The pictures are classified using the average hash
algorithm, which converts them into a bit sequence of 0s and 1s. They are then compared using the Hamming distance
, which measures how many bits are common between two pictures. A detailed description can be found at this link.
The average hashes of all ordinals are stored in a JSON
file. Example data can be seen in average_hash_example.json
.
NOTE: we use JSON file instead of a "normal DB" because we need to always loop through all the data inside, and it turns out it is much faster to load all data from JSON file than from some DB like sqlite3.
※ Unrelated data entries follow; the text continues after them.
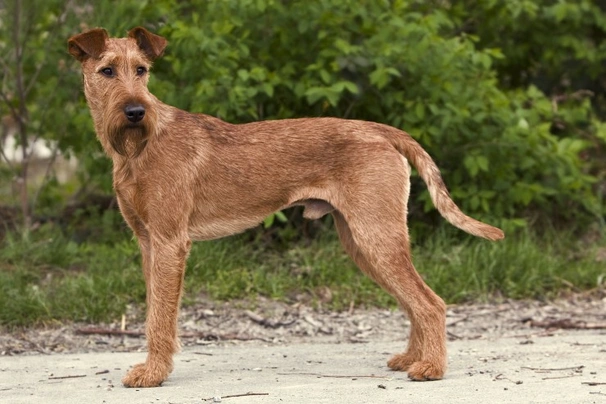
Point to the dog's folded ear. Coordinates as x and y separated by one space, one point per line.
89 44
151 45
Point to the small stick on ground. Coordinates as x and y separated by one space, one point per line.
65 377
237 395
336 376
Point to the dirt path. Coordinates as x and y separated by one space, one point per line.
511 352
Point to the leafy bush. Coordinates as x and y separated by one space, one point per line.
469 80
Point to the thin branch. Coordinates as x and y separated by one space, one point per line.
51 35
65 377
236 395
46 174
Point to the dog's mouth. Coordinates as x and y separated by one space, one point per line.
129 140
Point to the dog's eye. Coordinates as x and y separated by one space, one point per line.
107 71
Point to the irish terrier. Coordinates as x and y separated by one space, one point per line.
180 177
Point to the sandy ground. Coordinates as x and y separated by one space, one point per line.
512 352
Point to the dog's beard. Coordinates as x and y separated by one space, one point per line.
128 141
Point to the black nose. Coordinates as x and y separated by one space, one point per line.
134 113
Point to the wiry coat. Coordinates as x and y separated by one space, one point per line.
180 177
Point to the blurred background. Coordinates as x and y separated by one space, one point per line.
509 98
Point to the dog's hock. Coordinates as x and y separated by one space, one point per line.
316 208
90 44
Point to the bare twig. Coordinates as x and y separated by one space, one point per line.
336 376
65 377
109 331
568 324
575 368
237 395
135 333
560 377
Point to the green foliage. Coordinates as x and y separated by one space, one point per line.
52 278
495 91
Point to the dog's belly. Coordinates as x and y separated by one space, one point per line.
217 228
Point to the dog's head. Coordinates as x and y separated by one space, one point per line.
116 73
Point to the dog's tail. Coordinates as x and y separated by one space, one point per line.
428 170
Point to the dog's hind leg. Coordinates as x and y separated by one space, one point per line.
379 246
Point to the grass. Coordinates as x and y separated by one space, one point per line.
53 278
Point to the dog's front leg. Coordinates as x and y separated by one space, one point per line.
167 258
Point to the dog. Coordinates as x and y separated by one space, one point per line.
180 177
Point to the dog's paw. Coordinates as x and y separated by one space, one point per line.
402 361
143 375
424 370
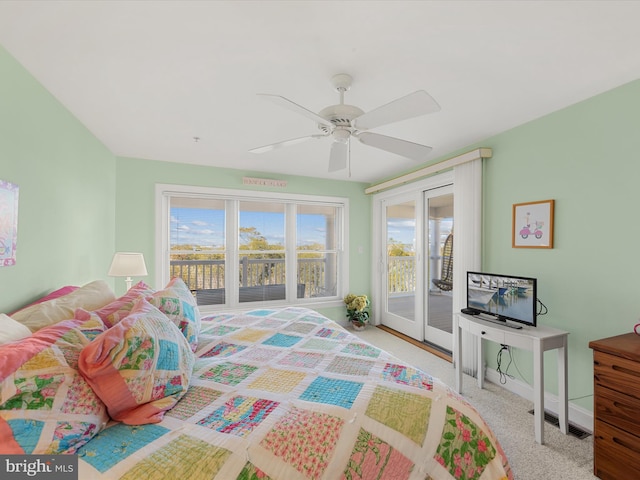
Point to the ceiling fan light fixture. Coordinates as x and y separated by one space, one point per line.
341 134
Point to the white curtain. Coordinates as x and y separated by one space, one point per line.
467 214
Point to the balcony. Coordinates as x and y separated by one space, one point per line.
260 279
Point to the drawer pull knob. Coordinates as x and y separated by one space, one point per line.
618 368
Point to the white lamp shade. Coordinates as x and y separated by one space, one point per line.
127 264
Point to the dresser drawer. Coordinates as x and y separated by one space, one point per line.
616 373
617 409
616 453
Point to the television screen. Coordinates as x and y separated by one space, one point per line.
506 297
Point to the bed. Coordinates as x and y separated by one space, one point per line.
271 394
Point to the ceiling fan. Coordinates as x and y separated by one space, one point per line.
343 122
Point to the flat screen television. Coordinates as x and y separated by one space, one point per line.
504 297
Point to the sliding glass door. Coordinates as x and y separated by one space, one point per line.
400 265
439 285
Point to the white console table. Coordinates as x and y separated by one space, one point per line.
536 339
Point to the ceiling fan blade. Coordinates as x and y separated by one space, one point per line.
411 150
286 103
285 143
412 105
338 156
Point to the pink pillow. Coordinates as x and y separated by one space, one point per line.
178 303
121 307
140 367
61 292
47 407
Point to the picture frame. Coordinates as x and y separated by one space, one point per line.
532 224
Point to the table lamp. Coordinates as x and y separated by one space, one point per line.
127 264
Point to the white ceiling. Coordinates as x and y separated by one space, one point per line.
146 77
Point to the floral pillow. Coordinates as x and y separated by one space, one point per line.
121 307
179 305
140 367
46 407
90 296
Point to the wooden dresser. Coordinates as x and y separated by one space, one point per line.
616 369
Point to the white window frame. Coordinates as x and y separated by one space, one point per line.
162 248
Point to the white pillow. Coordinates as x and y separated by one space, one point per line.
91 296
10 330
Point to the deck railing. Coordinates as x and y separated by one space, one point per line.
402 274
210 274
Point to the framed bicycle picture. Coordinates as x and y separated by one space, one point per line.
532 225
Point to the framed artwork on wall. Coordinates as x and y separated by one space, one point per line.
532 224
8 223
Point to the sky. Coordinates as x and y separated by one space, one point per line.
205 227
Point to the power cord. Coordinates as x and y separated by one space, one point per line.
503 374
542 309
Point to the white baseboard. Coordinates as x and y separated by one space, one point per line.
577 415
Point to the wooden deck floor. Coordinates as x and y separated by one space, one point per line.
440 309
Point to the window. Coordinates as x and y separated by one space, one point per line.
237 247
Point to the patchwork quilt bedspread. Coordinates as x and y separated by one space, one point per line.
289 394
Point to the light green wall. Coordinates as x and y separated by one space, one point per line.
586 158
79 204
66 212
135 212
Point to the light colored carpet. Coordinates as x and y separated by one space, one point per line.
562 456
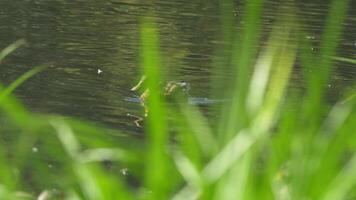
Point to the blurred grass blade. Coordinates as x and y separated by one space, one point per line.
347 60
105 154
187 169
343 183
12 47
242 60
156 127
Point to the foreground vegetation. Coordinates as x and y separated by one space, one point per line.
266 143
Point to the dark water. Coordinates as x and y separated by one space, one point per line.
79 38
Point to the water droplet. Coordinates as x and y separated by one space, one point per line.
34 149
310 37
124 171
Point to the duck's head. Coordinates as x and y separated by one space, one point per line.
174 88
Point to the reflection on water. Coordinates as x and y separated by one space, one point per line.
93 48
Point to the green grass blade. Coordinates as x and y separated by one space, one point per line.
12 47
156 167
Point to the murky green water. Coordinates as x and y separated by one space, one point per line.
79 38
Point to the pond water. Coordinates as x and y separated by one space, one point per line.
81 38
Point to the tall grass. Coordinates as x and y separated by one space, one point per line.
262 145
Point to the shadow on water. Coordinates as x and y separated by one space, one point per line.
94 50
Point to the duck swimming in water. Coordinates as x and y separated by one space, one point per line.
171 90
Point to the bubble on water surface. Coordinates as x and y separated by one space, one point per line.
34 149
124 171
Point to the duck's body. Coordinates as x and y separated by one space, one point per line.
171 90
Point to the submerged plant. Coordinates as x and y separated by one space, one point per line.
266 143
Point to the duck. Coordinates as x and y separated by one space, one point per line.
171 90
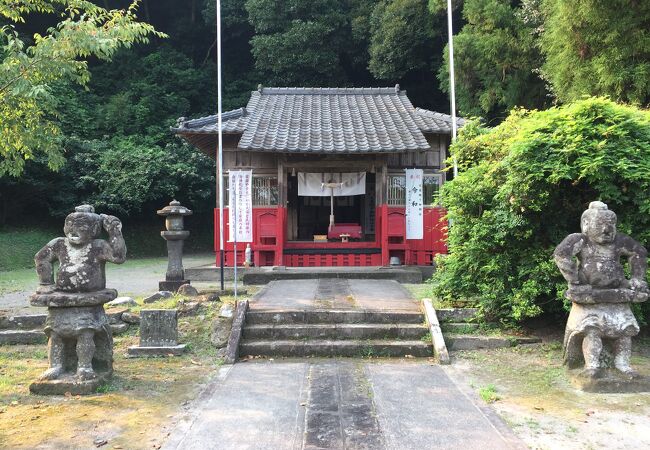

The main processing function is get_matches_from_data
in get_matches.py
. This function iterates through all the given average hashes and compares their similarity with the average hash calculated from the provided data - either an ordinal ID or the custom picture content. It returns a list of most similar ordinals, sorted by their similarity.
get_matches.py
also provides CLI
access to the function. See python get_matches.py --help
for more details.
The API is implemented in python
using the FastAPI
framework. On startup, it loads the average hashes from the JSON file into memory. Then, for each request, it provides this data to the above-mentioned get_matches_from_data
function and collects the result. Before returning the JSON
result to the client, it enriches the similar ordinals data with additional useful properties or links.
NOTE: The API actually calls the Rust
API, which provides much better performance. See the Rust server
section for more details.
The API includes multiple endpoints for similarity searches, which are defined in api.py
:
GET /ord_id/{ord_id}?top_n=N
- Returns the top N similar ordinal pictures for the given ordinal picture ID.
- The maximum value for
top_n
is 20, and it is optional. If not specified, it defaults to 20.
POST /file?top_n=N
- Returns the top N similar ordinal pictures for the uploaded ordinal picture, which should be included as a "file" form-data argument.
- Example usage:
curl -X POST -H "Content-Type: multipart/form-data" -F "file=@images/1.jpg" http://localhost:8001/file?top_n=10
top_n
is unlimited in this case, and is optional. If not specified, it defaults to 20.
For improved performance, the get_matches
functionality has also been implemented in Rust
, to speed up the similarity search.
similar_pictures
contains a Rust
binary and library for this purpose.
The connection to Rust
from python
is established in get_matches_rust.py
, which exposes the same CLI
interface as get_matches.py
. This connection is made possible by a Rust
shared library, residing under similar_pictures/target/release/libsimilar_pictures.so
.
Additionally, a standalone Rust
binary acting as CLI
is created, under similar_pictures/target/release/similar_pictures
. CLI
help can be seen by running ./similar_pictures/target/release/similar_pictures --help
. Its usage is similar to the python
version.
Both the Rust
library and binary utilize the common get_matches
function from similar_pictures/src/get_matches.rs
, which performs the same task as its python
version.
To build the Rust binary and library for your operating system, run cargo build --release
.
The approach with loading the average hashes into memory on server startup to serve requests much faster was also replicated in Rust
- in rust_http_server
.
It contains a (nonpublic) server with similar endpoints as the python
API - the only difference is that it does not accept file object, it needs to be given a file_hash directly.
It should not be used directly, but rather as a backend for the python
API. The connection is being established in rust_server.py
.